Phylogenetic analysis of the threshold model

1. We're going to estimate the correlation between two binary characters, as well as between a binary & a continuous character, assuming a threshold model of character evolution for our discrete character; and
2. We're going to reconstruct the ancestral states of a multistate, naturally ordered character on the tree assuming the threshold model.

If you want to follow along without actually running the simulation and the MCMC, you can download the following R data object: threshold.Rdata.
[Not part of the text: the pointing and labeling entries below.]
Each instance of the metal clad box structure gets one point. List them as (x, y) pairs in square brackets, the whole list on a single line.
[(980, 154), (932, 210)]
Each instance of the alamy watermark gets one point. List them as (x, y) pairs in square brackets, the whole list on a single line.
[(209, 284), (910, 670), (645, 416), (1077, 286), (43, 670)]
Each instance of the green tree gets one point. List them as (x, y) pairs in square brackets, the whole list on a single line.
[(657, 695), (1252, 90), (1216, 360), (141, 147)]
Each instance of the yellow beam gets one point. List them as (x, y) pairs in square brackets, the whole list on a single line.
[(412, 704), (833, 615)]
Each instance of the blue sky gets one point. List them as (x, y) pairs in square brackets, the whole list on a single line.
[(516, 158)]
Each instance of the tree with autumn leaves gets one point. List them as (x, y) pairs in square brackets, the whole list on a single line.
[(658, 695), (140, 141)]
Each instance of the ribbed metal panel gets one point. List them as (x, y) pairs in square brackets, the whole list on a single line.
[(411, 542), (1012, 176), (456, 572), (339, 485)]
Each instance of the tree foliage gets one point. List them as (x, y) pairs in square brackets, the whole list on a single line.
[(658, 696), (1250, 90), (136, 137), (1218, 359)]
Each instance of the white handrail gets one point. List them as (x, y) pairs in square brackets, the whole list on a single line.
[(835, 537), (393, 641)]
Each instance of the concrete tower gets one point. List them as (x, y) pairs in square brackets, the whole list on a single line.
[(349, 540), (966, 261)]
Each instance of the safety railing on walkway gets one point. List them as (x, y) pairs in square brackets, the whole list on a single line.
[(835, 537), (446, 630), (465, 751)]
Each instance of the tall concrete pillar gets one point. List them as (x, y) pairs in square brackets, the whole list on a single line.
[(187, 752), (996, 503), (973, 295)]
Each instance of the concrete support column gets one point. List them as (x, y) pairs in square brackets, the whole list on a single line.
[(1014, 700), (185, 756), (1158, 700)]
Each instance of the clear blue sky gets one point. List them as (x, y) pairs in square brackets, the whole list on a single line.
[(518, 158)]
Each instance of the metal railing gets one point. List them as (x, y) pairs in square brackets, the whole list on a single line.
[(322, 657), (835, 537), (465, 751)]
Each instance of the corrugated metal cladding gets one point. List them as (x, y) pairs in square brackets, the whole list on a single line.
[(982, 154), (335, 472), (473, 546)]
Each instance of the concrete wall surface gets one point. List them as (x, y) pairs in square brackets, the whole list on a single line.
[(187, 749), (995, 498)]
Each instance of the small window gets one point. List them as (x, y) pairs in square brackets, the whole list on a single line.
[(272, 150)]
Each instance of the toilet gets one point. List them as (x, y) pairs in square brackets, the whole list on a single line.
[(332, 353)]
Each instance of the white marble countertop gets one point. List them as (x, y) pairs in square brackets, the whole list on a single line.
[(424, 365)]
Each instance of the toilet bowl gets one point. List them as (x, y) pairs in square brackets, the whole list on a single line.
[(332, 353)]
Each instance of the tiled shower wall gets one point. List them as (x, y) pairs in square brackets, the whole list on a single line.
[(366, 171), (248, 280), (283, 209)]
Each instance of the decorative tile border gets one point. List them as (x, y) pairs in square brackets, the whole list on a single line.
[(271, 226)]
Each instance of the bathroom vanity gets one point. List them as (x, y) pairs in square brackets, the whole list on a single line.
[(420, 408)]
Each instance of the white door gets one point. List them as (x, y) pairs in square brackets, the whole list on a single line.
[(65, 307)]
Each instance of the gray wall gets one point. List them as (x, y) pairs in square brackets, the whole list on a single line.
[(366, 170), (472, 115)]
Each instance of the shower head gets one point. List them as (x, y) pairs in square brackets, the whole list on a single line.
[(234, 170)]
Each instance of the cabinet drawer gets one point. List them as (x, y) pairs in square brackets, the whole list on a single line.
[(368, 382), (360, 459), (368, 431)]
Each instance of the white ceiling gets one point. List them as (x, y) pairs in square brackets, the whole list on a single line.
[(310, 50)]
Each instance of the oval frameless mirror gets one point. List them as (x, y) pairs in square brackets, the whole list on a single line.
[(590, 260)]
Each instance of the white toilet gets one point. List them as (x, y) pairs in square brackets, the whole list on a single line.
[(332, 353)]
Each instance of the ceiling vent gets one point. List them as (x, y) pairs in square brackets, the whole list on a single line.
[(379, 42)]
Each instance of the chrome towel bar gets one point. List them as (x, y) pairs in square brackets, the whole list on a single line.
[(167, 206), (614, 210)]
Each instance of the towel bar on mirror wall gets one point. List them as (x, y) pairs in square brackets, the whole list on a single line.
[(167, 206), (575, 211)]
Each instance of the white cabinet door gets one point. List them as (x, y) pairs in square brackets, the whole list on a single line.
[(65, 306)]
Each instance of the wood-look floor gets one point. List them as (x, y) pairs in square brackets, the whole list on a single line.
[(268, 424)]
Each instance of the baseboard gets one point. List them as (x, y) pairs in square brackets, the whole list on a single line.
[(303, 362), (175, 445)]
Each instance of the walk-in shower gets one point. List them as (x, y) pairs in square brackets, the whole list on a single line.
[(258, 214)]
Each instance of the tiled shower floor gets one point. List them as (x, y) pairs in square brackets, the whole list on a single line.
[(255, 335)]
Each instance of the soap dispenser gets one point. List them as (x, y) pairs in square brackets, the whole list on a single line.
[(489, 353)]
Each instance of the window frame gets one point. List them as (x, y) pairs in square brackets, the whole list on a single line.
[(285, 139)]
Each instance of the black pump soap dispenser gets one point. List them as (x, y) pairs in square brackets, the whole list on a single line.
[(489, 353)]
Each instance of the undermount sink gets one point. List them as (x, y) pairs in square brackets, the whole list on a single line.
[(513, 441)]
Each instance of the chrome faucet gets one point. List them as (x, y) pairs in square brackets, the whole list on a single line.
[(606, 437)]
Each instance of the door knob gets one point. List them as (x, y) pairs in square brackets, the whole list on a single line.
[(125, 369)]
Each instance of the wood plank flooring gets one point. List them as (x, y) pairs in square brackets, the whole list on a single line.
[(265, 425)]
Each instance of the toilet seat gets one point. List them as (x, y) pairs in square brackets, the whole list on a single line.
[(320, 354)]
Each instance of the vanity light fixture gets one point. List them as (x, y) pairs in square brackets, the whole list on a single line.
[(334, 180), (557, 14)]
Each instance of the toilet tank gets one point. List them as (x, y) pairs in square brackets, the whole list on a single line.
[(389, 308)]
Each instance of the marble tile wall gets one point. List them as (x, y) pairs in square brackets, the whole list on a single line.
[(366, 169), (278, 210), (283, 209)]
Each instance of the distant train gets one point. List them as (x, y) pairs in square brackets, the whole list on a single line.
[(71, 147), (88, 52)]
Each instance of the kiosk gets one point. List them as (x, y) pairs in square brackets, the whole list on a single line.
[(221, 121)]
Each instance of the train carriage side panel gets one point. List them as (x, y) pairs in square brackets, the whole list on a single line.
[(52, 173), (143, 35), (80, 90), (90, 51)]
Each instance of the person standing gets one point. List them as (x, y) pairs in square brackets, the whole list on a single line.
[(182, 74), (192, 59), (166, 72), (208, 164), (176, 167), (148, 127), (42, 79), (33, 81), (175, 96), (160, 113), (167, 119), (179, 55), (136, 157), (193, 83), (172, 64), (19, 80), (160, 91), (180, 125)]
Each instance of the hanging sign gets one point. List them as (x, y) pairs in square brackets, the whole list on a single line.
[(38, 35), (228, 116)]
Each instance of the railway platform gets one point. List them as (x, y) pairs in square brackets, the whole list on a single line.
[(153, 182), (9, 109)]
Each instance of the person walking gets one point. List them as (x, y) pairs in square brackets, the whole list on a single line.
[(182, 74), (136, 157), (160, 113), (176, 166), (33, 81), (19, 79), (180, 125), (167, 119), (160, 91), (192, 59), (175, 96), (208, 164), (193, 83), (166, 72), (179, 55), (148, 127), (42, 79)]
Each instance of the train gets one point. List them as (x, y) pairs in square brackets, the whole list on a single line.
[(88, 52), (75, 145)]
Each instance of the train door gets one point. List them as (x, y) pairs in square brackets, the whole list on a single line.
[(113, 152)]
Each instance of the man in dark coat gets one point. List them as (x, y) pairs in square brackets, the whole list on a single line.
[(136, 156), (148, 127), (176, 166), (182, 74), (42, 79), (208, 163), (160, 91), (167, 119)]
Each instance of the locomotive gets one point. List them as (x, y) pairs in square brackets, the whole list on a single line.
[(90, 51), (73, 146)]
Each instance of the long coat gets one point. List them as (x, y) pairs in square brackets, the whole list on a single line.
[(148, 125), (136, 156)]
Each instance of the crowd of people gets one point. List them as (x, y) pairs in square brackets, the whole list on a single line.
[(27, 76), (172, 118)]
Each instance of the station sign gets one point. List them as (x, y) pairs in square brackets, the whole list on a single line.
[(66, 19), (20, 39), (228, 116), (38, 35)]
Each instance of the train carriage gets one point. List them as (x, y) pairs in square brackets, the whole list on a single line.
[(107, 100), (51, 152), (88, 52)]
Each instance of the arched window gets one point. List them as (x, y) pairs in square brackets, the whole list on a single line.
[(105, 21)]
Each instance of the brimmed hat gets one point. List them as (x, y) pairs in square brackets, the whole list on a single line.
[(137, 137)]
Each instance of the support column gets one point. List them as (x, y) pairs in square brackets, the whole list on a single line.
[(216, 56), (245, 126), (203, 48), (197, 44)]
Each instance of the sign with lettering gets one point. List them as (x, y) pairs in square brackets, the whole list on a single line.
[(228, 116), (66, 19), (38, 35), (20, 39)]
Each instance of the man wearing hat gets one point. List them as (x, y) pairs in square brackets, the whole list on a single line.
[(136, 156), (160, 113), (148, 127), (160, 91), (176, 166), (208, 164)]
Correlation between discrete & continuous characters under the threshold model

Here, we're going to use Bayesian MCMC to sample the evolutionary parameters of our model from their joint posterior probability distribution. These parameters include evolutionary rates (σ²s) for each continuous character; and the correlation between our discrete and continuous character. Since this is a binary model with a single threshold - we don't have to worry about the relative positions of the thresholds.

We'll start by simulating a tree & two correlated Brownian variables on the tree.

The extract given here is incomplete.